Karafka::Admin operates using the default cluster configuration, employing a distinct consumer group name, specifically CLIENT_ID_karafka_admin where CLIENT_ID corresponds to the configured client_id value and is subject to the Consumer Mapper logic as any other consumer group used throughout Karafka.

It's essential to understand that the Web UI also leverages this same consumer group as it utilizes the Admin API internally. If you're implementing granular Kafka ACLs (Access Control List) permissions, ensure that the CLIENT_ID_karafka_admin consumer group is granted the necessary permissions to function effectively.

Karafka::Admin gets a consistent prefix alongside all other consumer groups, allowing you to streamline permissions across all the consumer groups associated with that application.

For example, if you're using Kafka ACLs with prefixed wildcard permissions, Karafka::Admin will be subject to the naming patterns established by the Consumer Mapper, ensuring security and consistent access control.

If you wish to reconfigure Karafka::Admin, you may alter the config.admin scope during the Karafka framework configuration.

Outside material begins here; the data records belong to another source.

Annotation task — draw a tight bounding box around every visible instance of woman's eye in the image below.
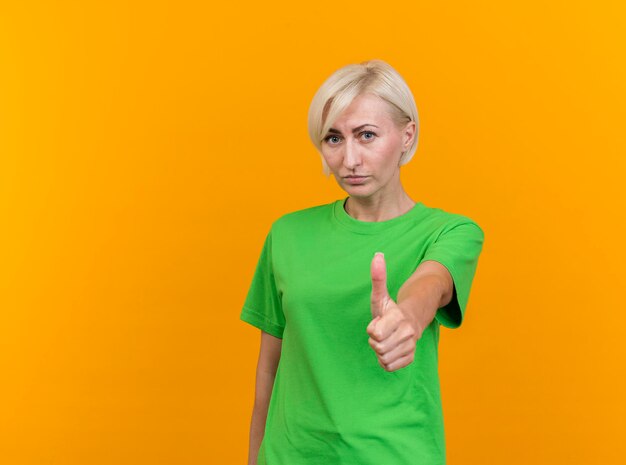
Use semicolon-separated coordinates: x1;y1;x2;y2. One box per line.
361;131;376;141
325;135;341;144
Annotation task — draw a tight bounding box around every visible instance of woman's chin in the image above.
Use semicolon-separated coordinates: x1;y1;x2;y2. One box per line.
341;185;374;198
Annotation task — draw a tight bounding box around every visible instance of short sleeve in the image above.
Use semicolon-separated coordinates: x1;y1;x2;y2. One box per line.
240;228;285;338
421;221;485;329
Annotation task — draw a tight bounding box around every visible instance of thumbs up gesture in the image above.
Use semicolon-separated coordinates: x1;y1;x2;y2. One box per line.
367;252;421;372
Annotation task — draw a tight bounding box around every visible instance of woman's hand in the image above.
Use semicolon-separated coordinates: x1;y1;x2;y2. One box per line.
367;252;425;372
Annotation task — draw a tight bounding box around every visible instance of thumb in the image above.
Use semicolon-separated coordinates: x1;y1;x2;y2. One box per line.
370;252;390;319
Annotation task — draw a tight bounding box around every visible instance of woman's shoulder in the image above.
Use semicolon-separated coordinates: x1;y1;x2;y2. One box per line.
269;199;338;231
419;202;485;236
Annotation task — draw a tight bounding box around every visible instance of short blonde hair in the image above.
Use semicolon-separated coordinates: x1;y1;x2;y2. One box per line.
307;59;419;176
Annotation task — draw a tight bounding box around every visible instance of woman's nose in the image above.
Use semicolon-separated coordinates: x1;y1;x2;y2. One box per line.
343;139;362;169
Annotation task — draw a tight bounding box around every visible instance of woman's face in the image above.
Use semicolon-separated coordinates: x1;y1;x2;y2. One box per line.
321;92;415;200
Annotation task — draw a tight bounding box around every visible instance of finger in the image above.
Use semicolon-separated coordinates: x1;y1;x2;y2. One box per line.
366;315;381;335
367;308;402;342
380;352;415;372
370;252;390;319
368;335;395;356
377;340;415;366
368;322;413;356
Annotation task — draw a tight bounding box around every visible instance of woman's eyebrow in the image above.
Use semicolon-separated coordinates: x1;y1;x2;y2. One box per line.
327;124;380;134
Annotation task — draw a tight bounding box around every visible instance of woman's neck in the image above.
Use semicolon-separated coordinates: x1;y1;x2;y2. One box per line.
344;190;416;222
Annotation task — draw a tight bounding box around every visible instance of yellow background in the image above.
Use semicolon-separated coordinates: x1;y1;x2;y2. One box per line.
1;1;625;464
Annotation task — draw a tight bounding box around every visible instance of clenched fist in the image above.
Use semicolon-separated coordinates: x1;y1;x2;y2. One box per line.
367;252;422;372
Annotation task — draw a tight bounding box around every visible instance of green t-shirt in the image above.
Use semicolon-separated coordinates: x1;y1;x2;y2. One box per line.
240;197;485;465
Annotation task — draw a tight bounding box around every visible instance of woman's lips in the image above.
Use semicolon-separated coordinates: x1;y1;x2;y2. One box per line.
343;176;369;185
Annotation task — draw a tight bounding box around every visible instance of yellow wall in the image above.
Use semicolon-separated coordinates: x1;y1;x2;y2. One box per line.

You may, for example, use an alternative group_id to replace the default karafka_admin part and alter the kafka scope settings.

class KarafkaApp < Karafka::App
  setup do |config|
    config.client_id = 'my_application'

    config.kafka = {
      'bootstrap.servers': '127.0.0.1:9092'
    }

    # Fetch 20MB at most with admin, instead of the default 5MB
    config.admin.kafka[:'fetch.message.max.bytes'] = 20 * 1_048_576
    # Replace karafka_admin group name component with app_admin
    config.admin.group_id = 'app_admin'
  end
end

We strongly advise against modifying the config.admin.kafka settings in their entirety, as they have been configured to meet the demands of admin operations. For any adjustments, we suggest adopting the granular approach outlined above.

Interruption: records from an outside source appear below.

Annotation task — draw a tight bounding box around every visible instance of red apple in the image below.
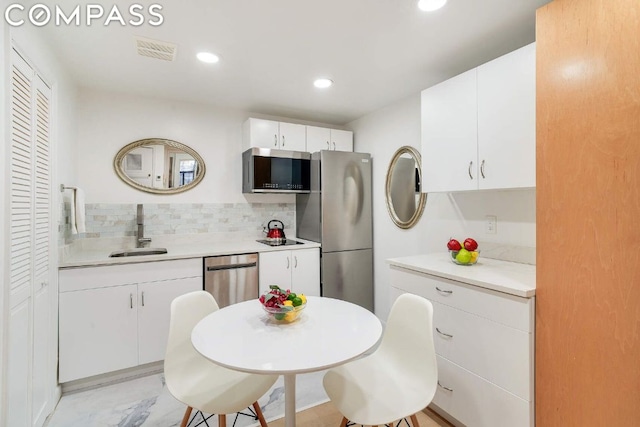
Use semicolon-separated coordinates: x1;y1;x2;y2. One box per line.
463;238;478;251
447;238;462;251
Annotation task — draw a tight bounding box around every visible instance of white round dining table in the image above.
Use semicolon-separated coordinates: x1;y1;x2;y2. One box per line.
191;296;382;427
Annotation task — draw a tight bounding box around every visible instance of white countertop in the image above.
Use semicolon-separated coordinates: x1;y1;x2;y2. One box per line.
60;237;321;268
386;253;536;298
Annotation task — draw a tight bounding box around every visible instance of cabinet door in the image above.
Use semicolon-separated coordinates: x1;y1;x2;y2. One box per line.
59;285;138;382
330;129;354;152
422;68;478;192
291;248;320;297
246;118;279;149
477;43;536;190
306;126;331;153
279;122;306;151
138;277;202;365
259;251;292;294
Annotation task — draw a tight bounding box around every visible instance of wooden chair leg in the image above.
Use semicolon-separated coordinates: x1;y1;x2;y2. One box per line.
253;402;268;427
340;417;348;427
218;414;227;426
410;414;420;427
180;407;193;427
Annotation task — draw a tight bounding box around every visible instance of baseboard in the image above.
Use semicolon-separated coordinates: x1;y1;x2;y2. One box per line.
60;362;163;395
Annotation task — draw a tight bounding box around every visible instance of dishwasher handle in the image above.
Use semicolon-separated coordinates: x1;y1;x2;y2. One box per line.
206;262;257;272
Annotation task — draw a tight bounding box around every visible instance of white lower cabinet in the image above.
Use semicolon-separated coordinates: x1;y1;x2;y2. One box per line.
434;356;532;427
259;248;320;297
137;277;202;365
58;259;202;383
389;266;534;427
59;284;139;382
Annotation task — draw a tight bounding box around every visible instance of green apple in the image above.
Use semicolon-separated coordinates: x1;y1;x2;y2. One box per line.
455;248;472;264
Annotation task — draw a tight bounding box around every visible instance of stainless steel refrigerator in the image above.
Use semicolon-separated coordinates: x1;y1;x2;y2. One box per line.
296;150;373;311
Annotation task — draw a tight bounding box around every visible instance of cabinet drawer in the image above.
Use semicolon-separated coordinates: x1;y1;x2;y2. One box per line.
432;300;532;400
390;266;532;332
433;356;533;427
59;258;203;292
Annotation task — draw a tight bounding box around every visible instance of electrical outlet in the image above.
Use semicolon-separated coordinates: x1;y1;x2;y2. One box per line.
485;215;497;234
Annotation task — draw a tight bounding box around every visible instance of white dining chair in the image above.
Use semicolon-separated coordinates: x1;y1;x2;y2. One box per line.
165;291;278;427
323;293;438;427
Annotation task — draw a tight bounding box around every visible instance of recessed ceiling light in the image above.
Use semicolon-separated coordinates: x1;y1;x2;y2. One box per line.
197;52;220;64
314;78;333;89
418;0;447;12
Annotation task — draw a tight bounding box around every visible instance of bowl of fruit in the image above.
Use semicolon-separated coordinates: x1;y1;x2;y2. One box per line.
447;238;480;265
259;285;307;323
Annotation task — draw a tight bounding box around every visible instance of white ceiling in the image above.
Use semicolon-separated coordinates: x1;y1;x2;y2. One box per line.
40;0;551;125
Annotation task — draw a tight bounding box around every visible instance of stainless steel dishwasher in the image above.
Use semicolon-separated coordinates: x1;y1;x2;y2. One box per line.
203;253;259;308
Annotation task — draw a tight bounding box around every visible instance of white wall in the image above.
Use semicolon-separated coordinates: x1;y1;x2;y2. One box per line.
348;94;536;320
76;89;341;205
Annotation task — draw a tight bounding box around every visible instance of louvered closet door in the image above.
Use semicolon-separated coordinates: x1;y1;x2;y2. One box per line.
8;49;34;427
10;51;33;306
31;75;52;425
7;48;53;427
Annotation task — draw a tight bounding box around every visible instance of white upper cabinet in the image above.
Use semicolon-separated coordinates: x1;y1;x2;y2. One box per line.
421;43;536;193
278;122;306;151
306;126;353;152
330;129;354;152
244;118;354;153
244;118;280;149
477;43;536;190
422;68;478;193
306;126;332;152
243;118;305;151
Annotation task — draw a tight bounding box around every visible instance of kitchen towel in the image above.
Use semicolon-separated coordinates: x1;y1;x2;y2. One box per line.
70;187;86;234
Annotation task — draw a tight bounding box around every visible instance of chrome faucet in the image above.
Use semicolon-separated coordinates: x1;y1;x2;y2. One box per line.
136;204;152;248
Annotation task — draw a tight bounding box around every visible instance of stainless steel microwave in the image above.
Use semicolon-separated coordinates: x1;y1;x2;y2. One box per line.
242;148;311;193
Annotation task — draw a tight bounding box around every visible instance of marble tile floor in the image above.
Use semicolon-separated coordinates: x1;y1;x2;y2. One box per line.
45;371;329;427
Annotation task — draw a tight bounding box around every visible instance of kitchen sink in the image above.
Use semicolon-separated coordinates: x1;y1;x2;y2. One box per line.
109;248;168;258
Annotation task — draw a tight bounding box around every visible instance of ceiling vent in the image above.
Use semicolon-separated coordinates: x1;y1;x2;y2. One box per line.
135;36;177;62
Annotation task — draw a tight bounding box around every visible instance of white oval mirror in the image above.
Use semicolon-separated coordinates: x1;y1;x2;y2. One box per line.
385;146;427;229
114;138;206;194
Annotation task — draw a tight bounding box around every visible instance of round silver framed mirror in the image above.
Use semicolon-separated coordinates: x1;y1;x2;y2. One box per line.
385;146;427;229
114;138;206;194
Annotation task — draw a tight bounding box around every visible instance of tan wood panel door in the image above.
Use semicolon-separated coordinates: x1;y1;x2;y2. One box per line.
536;0;640;425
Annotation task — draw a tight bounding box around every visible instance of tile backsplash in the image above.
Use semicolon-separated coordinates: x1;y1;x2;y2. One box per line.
60;202;296;246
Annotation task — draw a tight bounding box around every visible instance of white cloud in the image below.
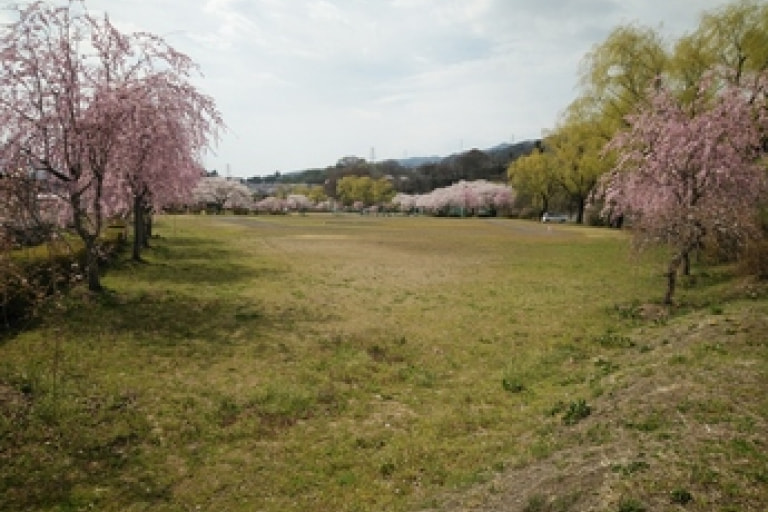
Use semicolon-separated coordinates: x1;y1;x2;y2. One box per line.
30;0;736;176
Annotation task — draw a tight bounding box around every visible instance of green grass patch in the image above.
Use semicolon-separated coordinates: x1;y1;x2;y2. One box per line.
1;214;766;511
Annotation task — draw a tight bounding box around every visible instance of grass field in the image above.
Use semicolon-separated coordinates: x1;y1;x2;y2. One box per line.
1;214;767;511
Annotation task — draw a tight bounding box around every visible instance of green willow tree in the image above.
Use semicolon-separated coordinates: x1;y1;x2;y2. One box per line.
668;0;768;103
579;24;668;131
336;176;394;208
507;144;561;218
695;0;768;83
514;24;669;224
547;119;611;224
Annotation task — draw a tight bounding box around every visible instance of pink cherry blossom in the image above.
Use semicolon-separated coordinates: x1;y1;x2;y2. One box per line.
394;180;513;216
601;71;768;303
0;2;222;290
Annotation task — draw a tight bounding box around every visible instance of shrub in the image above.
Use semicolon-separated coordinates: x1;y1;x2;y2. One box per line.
736;207;768;278
670;488;693;505
617;498;646;512
502;377;526;393
1;249;75;328
1;230;125;329
738;238;768;279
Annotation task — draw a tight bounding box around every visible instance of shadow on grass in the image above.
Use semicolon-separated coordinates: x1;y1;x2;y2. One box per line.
0;234;319;510
24;231;303;356
53;285;326;359
112;235;283;287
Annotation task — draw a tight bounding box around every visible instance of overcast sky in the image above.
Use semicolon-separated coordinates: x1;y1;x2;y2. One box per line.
55;1;735;176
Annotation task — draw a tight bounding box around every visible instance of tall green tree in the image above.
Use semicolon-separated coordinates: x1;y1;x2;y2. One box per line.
371;178;395;205
579;24;668;130
547;116;612;224
336;176;395;207
537;24;668;224
507;144;561;218
695;0;768;83
668;0;768;104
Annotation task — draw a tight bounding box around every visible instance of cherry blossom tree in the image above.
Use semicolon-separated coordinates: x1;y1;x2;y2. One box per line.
255;196;285;214
394;181;513;216
114;82;219;260
392;193;417;213
472;179;514;215
0;1;221;290
285;194;312;213
193;177;253;213
601;73;768;304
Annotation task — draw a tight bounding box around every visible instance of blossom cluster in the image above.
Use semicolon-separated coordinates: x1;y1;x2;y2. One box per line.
392;180;514;215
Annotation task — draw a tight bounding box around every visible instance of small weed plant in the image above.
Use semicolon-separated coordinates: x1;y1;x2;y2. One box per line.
562;399;592;425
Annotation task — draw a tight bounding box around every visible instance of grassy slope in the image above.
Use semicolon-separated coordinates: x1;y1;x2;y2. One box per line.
0;214;765;511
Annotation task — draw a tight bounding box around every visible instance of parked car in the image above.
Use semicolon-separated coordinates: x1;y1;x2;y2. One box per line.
541;212;568;223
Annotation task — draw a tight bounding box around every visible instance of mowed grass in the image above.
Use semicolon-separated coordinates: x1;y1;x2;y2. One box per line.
1;214;766;511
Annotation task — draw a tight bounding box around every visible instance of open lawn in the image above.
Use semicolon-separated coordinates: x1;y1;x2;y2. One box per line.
1;214;767;511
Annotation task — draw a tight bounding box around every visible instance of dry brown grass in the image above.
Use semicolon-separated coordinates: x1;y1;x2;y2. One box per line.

Please note that in the case of kafka settings, if a given setting is not found, the root kafka scope value will be used.

Creating a Topic

topic_name = 'my_cool_topic'
partitions_count = 2
replication_factor = 1 # 1 for dev, for prod you want more

Karafka::Admin.create_topic(topic_name, partitions_count, replication_factor)

Deleting a Topic

topic_name = 'my_cool_topic'

Karafka::Admin.delete_topic(topic_name)

Getting Cluster Info

# Get cluster info and list all the topics
info = Karafka::Admin.cluster_info

puts info.topics.map { |topic| topic[:topic_name] }.join(', ')

Reading Topic Messages

By using the read_topic method, you can read data from a given topic partition without subscribing to it.

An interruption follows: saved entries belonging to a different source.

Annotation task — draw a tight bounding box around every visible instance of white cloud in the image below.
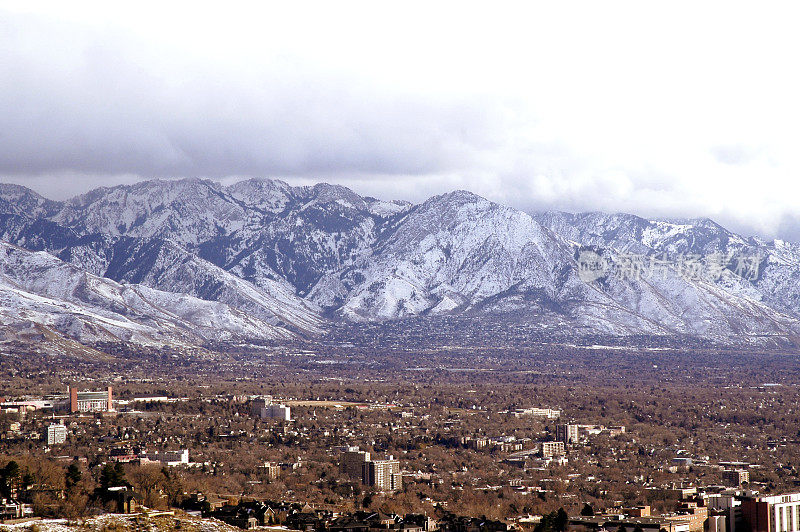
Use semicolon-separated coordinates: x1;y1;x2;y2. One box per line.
1;1;799;240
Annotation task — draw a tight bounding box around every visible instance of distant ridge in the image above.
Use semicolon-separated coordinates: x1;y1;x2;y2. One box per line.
1;177;799;347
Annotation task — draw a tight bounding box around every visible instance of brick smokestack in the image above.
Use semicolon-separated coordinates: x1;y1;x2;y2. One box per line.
107;386;113;412
69;386;78;413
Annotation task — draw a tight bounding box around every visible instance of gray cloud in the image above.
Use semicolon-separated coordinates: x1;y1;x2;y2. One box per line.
0;11;503;180
2;5;800;242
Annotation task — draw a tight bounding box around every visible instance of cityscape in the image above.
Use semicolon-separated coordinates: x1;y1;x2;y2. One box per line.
3;339;800;532
3;3;800;532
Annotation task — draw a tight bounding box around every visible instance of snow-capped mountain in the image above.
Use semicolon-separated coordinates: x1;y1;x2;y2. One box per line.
0;242;296;345
533;211;800;321
308;191;800;341
309;190;578;319
1;178;800;346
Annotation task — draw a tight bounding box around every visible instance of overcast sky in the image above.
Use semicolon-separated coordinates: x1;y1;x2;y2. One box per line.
2;2;799;240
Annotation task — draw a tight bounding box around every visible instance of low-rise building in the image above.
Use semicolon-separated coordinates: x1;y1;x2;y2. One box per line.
0;499;31;520
142;449;189;466
570;515;693;532
66;386;114;413
513;407;561;419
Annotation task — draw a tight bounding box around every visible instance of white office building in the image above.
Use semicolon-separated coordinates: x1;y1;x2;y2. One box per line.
46;423;67;445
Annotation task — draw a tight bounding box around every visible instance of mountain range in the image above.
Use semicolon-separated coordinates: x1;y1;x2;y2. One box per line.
1;178;799;348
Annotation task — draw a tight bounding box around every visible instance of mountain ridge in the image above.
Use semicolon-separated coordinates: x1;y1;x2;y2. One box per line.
1;177;799;348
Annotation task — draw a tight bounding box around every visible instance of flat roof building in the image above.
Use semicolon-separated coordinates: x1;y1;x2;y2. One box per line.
723;469;750;487
339;447;402;491
68;386;113;413
365;457;402;491
570;515;693;532
142;449;189;466
541;441;566;457
556;424;580;444
252;398;291;422
340;447;371;480
46;423;67;445
742;492;800;532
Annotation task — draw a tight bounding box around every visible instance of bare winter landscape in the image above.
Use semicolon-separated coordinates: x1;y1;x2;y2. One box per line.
2;3;800;532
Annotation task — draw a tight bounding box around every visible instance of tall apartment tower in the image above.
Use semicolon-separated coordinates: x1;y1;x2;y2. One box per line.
723;469;750;487
46;423;67;445
252;397;291;421
364;457;402;491
556;424;580;444
340;447;370;480
339;447;402;491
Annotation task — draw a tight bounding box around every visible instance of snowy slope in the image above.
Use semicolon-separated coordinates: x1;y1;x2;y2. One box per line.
0;242;295;343
309;190;575;319
534;211;800;319
305;191;800;341
1;179;800;344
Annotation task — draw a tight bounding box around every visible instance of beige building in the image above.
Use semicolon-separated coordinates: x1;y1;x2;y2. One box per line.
142;449;189;466
364;457;402;491
252;398;291;421
723;469;750;487
339;447;402;491
68;386;113;412
556;424;580;444
340;446;371;480
541;441;566;457
261;462;280;480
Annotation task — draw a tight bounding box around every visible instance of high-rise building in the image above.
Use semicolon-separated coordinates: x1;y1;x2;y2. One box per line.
262;462;280;480
264;404;291;421
723;469;750;487
340;447;371;480
556;424;580;444
364;457;402;491
252;398;291;421
46;423;67;445
339;447;402;491
541;441;566;457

While the returned messages are Karafka::Messages::Message objects, they may not hold the correct notion of the topic details unless the given topic is defined in Karafka routes. For topics that are not defined, defaults will be used.

When using the #read_topic method in the Karafka Admin API to retrieve messages from a topic partition, it's essential to understand that this method skips offsets of compacted messages and transactions-related messages. This means that these specific messages won't be fetched or displayed even if they exist in the topic partition. However, while these messages are skipped during retrieval, they are still included in the total counts for those in that partition.

This behavior implies that if you request a certain number of the most recent messages, say the last 10, and all these 10 messages were either related to transactions or were compacted, then the #read_topic method will return no data. Thus, you might find situations where you expect data based on the total count but get none due to this offset-skipping behavior.

Getting Last N Messages

topic = 'my_topic'
partition = 0
how_many = 10

messages = Karafka::Admin.read_topic(topic, partition, how_many)

messages.each do |message|
  puts message.raw_payload
end

Getting Messages From a Given Offset

topic = 'my_topic'
partition = 0
how_many = 10
first_offset = 50

messages = Karafka::Admin.read_topic(topic, partition, how_many, first_offset)

messages.each do |message|
  puts message.raw_payload
end

Getting Messages From a Given Time

topic = 'my_topic'
partition = 0
how_many = 10
# Read at most 10 messages starting 60 seconds ago
start_at = Time.now - 60

messages = Karafka::Admin.read_topic(topic, partition, how_many, start_at)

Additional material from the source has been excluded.